The final results of the LNH-PRO-05 study showed that a combination of antiproliferative and immunomodulatory agents with chemo had good outcomes in follicular lymphoma patients.
Combination treatment with rituximab, interferon alfa-2b, and dose-dense cyclophosphamide/vincristine/prednisone (CVP) was safe and effective for patients with follicular lymphoma (FL) and an FL International Prognostic Index (FLIPI) score of 2 or greater, according to the final results of the LNH-PRO-05 study published as correspondence in the British Journal of Haematology.
“In the wide and changing therapeutic scenario for FL patients, it is desirable to focus on minimizing both early and long-term toxicity while maintaining efficacy, in order to achieve the long-expected survival,” wrote researchers led by Jimena Cannata-Ortiz, of the Hospital Universitario La Princesca in Madrid. “The use of two antiproliferative and immunomodulatory agents in combination with anthracycline-free chemotherapy can achieve excellent complete response rates in FL patients with a FLIPI score > 2, which translates into excellent progression-free survival (PFS) and overall survival (OS) at 8 years.”
According to the study, 2 decades ago the researchers introduced interferon alfa-2b combined with dose-dense CVP (CVP+IFN) for treatment of FL. Later, data showed a PFS rate of 57% and an OS rate of 79% at 10 years, with patients with a FLIPI score > 2 having worse outcomes.
Once rituximab became available, the researchers began a phase II trial looking only at patients with FLIPI scores of 2 or greater that included rituximab in every cycle of the prior schema (rituximab plus IFN plus CVP).
The study included 50 patients enrolled at 5 centers from 2005 to 2013. About two-thirds (62%) of patients had a FLIPI score of 2 and 38% had a FLIPI score of 3 to 5. Patients were scheduled to receive 8 cycles of therapy with granulocyte colony-stimulating factor support.
All patients were evaluated for response, with 82% achieving complete response at cycle 4 and 100% at cycle 8. With a median follow-up of 6.2 years, the PFS rate was 91% and the OS rate was 98%.
According to the researchers, all of these outcomes were superior to those seen with the prior treatment schema. However, they noted that “the differences might have been overestimated due to the longer follow-up in the former trial.”
The main grade 3/4 toxicity was neutropenia, which occurred in about one-third of patients. Serious adverse events occurred in 8% of cycles, with additional serious adverse events occurring because of delayed neutropenia during follow-up. Additionally, 40% of patients experienced grade 3/4 lymphopenia. No patients died.
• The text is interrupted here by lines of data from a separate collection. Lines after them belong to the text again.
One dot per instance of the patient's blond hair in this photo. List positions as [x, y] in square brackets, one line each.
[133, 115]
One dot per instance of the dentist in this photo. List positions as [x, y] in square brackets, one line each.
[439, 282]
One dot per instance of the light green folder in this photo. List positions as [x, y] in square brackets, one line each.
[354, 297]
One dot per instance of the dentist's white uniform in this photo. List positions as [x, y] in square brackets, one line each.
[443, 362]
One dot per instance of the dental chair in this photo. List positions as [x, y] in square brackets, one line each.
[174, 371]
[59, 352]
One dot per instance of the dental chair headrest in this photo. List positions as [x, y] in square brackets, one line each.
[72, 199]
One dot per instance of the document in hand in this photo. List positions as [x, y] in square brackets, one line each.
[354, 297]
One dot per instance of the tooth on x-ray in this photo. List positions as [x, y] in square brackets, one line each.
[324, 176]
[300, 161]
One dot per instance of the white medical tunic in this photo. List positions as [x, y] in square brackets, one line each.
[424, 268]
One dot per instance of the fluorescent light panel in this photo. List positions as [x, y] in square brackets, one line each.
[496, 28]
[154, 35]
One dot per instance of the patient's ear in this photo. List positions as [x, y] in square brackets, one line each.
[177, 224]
“The efficacy/toxicity profile of this treatment stands out as a good option for these patients,” the researchers concluded.
Commenting on these results, Massimo Federico, MD, director of the medical oncology unit at the University of Modena and Reggio Emilia, Italy, said his first reaction was “the more we live, the more we learn.”
According to Federico, the results achieved in patients with advanced and high-risk FL using a combination of three “simple ingredients” such as rituximab, IFN alfa-2b, and dose-dense CVP, were probably beyond even the expectations of the investigators.
“Achieving a complete clinical and molecular response in 100% of cases, in a prospective and multicentric setting is impressive and should represent the basis for additional clinical and biologic studies aimed at better understanding the mechanisms of the extraordinary synergistic effect of three ingredients that, used alone, have demonstrated so far only a limited, although significant, efficacy,” Federico said.